At the beginning of the Montenegrin–Ottoman War of 1876–1878, Plamenac was appointed commander of a unit consisting of three battalions and one highland battery. Around 2,000 men were placed under his command. His unit was part of the Southern Army under the command of Božo Petrović-Njegoš.

Countering movements by the Ottoman army, Plamenac stationed his troops in the village of Fundina in Kuči in August 1876. The ensuing Battle of Fundina ended in an astounding victory for the Montenegrins, and turned the tide of the war. Together with Marko Miljanov Popović, Plamenac led a force of less than 5,000 men and defeated an Ottoman army of around 20,000 men under Mahmud Pasha with heavy casualties for the Ottomans. After Ilija's success in the Battle at Maljat in October 1876, the two sides signed a truce that lasted until April 1877 when the Russo-Turkish War started.

In early June 1877 the Ottoman advance was halted at the Battle of Martinići. In late July, Plamenac led a force that participated in the Siege of Nikšić. Following the liberation of Nikšić, the troops under Plamenac moved to Virpazar, from where they intended to cross the mountain of Sutorman and take hold of the area between Bar and Ulcinj. At first, their mission was to halt the arrival of reinforcements from Ulcinj and Shkodra that intended to break the Siege of Bar. In early November 1877, Plamenac took the region of Mrkojevići with heavy casualties for the Ottomans, and from there staged an attack on Možura hill, north of Ulcinj.
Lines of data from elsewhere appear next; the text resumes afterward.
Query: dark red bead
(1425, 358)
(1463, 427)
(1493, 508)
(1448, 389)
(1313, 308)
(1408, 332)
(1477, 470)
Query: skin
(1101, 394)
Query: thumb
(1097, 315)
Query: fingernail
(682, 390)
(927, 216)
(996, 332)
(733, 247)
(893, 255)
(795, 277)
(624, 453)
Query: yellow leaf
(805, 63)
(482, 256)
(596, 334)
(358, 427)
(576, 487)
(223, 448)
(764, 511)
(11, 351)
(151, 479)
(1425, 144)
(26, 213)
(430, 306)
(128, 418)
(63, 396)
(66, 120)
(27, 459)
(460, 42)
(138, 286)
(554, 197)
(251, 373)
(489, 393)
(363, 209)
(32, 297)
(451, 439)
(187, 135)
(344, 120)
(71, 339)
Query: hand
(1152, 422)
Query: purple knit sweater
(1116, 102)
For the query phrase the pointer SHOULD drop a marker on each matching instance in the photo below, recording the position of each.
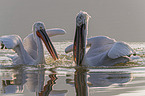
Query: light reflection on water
(60, 78)
(39, 81)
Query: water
(62, 78)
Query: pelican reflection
(85, 80)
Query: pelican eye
(40, 27)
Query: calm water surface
(61, 78)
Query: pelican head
(80, 37)
(39, 31)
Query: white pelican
(31, 51)
(103, 51)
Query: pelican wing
(120, 49)
(10, 41)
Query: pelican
(30, 50)
(103, 51)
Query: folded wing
(120, 49)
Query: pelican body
(103, 51)
(30, 50)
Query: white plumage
(103, 51)
(30, 50)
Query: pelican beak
(43, 35)
(79, 44)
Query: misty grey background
(123, 20)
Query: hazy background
(123, 20)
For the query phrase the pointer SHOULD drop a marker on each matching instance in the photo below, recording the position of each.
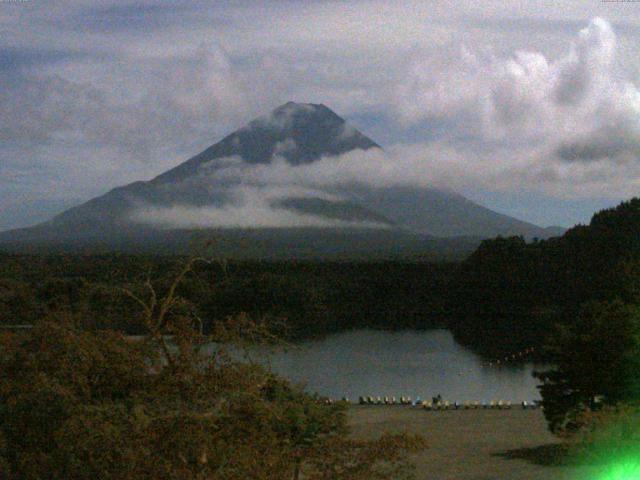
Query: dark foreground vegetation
(79, 404)
(77, 399)
(307, 298)
(507, 296)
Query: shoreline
(484, 444)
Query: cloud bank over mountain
(531, 96)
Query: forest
(506, 296)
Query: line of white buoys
(444, 404)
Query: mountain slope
(196, 196)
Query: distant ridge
(299, 134)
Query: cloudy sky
(531, 108)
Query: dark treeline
(510, 294)
(507, 296)
(307, 298)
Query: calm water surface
(414, 363)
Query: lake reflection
(415, 363)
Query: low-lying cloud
(250, 207)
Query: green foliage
(519, 291)
(609, 436)
(596, 360)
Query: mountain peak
(298, 132)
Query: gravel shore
(473, 444)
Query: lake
(415, 363)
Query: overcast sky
(531, 108)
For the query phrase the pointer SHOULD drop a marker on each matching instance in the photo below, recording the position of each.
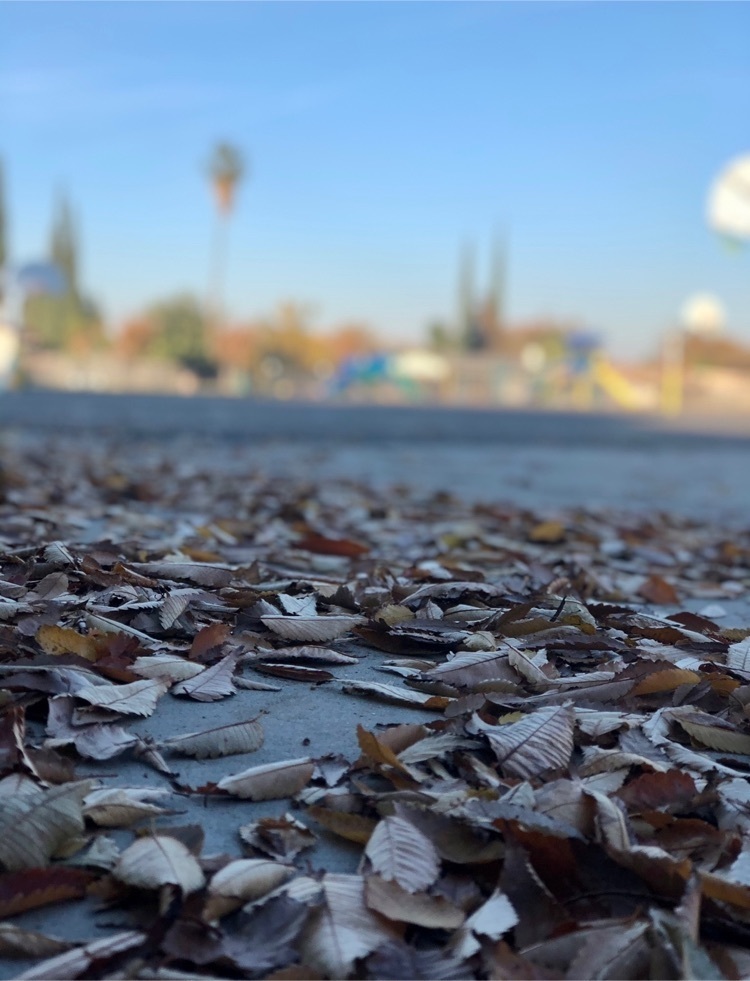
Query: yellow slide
(622, 392)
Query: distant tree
(439, 336)
(226, 168)
(179, 333)
(70, 321)
(3, 228)
(64, 243)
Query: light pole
(702, 315)
(225, 171)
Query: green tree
(226, 168)
(3, 232)
(179, 332)
(70, 321)
(64, 243)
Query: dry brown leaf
(313, 630)
(76, 963)
(397, 904)
(57, 640)
(666, 680)
(34, 825)
(398, 851)
(115, 807)
(270, 781)
(170, 666)
(713, 732)
(159, 860)
(237, 737)
(243, 881)
(137, 698)
(212, 684)
(658, 591)
(35, 887)
(15, 942)
(353, 827)
(540, 742)
(313, 655)
(342, 929)
(209, 637)
(397, 696)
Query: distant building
(481, 320)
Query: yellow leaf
(353, 827)
(666, 680)
(56, 640)
(548, 533)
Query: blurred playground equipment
(411, 373)
(18, 283)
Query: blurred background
(511, 204)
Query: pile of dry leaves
(573, 803)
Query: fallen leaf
(271, 781)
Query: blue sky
(381, 137)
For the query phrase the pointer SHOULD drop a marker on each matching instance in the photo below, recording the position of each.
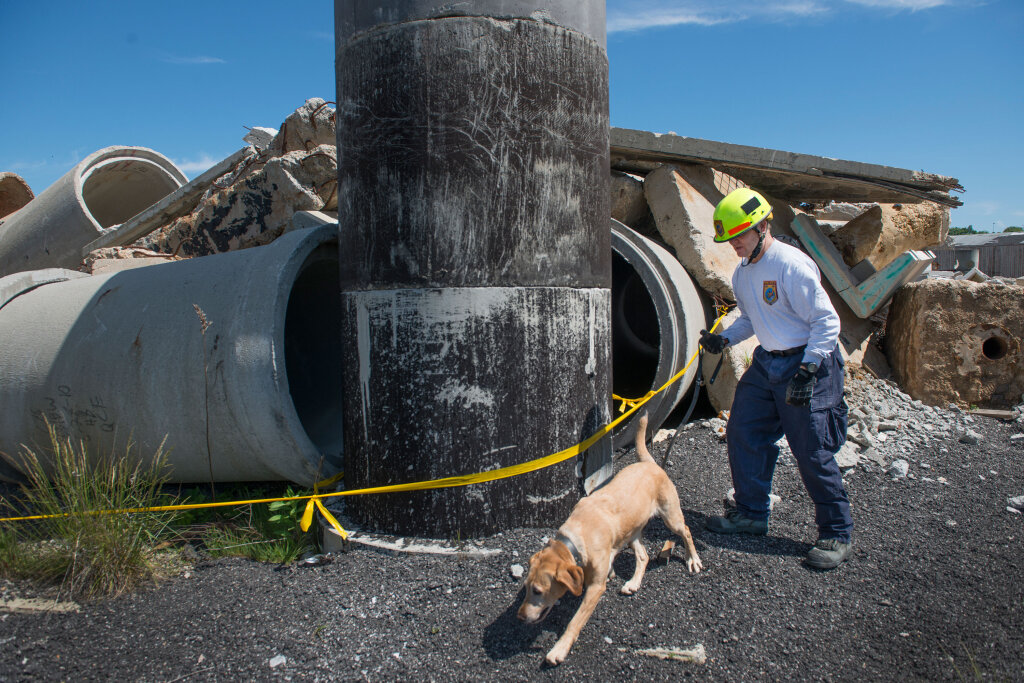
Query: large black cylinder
(473, 204)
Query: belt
(787, 351)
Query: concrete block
(256, 209)
(884, 231)
(682, 200)
(863, 297)
(957, 341)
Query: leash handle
(717, 368)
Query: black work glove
(801, 387)
(713, 343)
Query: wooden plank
(792, 176)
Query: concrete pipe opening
(117, 187)
(312, 331)
(656, 316)
(108, 357)
(994, 348)
(103, 189)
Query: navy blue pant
(759, 418)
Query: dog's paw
(557, 654)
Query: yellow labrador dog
(601, 524)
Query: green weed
(265, 531)
(87, 553)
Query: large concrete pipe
(105, 358)
(473, 169)
(656, 316)
(103, 189)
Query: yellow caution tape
(313, 501)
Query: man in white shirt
(794, 385)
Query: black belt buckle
(787, 351)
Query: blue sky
(933, 85)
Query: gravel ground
(934, 591)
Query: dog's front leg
(633, 585)
(590, 598)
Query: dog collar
(564, 540)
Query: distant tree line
(970, 230)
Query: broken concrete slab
(863, 296)
(256, 208)
(884, 231)
(105, 188)
(794, 177)
(957, 341)
(308, 127)
(682, 200)
(175, 205)
(14, 194)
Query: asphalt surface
(933, 591)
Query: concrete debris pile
(961, 345)
(254, 202)
(885, 425)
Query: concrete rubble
(958, 341)
(253, 203)
(946, 342)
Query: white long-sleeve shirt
(781, 301)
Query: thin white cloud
(627, 15)
(201, 59)
(196, 166)
(912, 5)
(634, 15)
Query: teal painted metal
(866, 296)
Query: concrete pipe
(656, 317)
(473, 169)
(105, 358)
(103, 189)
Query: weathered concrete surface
(182, 201)
(682, 200)
(884, 231)
(656, 316)
(14, 193)
(103, 189)
(113, 259)
(306, 128)
(255, 208)
(957, 341)
(473, 182)
(104, 358)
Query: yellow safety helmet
(737, 212)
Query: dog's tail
(643, 455)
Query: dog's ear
(570, 578)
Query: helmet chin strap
(757, 250)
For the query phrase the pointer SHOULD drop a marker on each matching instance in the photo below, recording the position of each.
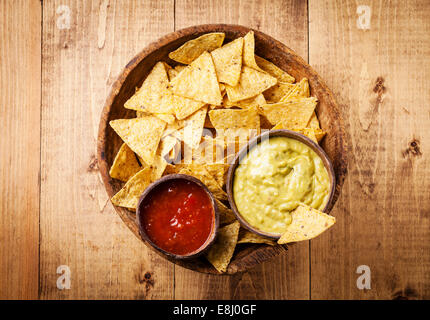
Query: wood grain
(380, 76)
(78, 225)
(20, 59)
(286, 276)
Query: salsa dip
(274, 177)
(178, 216)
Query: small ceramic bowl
(252, 143)
(152, 187)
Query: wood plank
(20, 76)
(287, 276)
(381, 79)
(79, 227)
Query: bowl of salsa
(275, 173)
(178, 216)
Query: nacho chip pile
(195, 111)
His unit defeated an Ottoman unit of around 2,000 men on Možura, and got in position to attack Ulcinj from that place. In early 1878, the troops under Plamenac stormed Ulcinj suffering heavy casualties.

In the aftermath of the war, Plamenac became commander of the Littoral and Skadarska Krajina, two regions acquired by Montenegro following the Congress of Berlin. The troops under Plamenac and Božo Petrović-Njegoš took Spuž, Velje Brdo, Malo Brdo and Podgorica in 1879. Plamenac became the first Mayor of Podgorica. After negotiations with the authorities of the Sanjak of Scutari, Plamenac took the regions of the Gruda and Hoti in late 1880.

==Political career==
In 1879, with the formation of the new Government of Montenegro, the Ministry and the State Council, Plamenac served as the Minister of Defence of the Principality of Montenegro. He served in the Cabinet of Božo Petrović-Njegoš from 1879 to 1905, and as the first Mayor of Podgorica from 1879 to 1886.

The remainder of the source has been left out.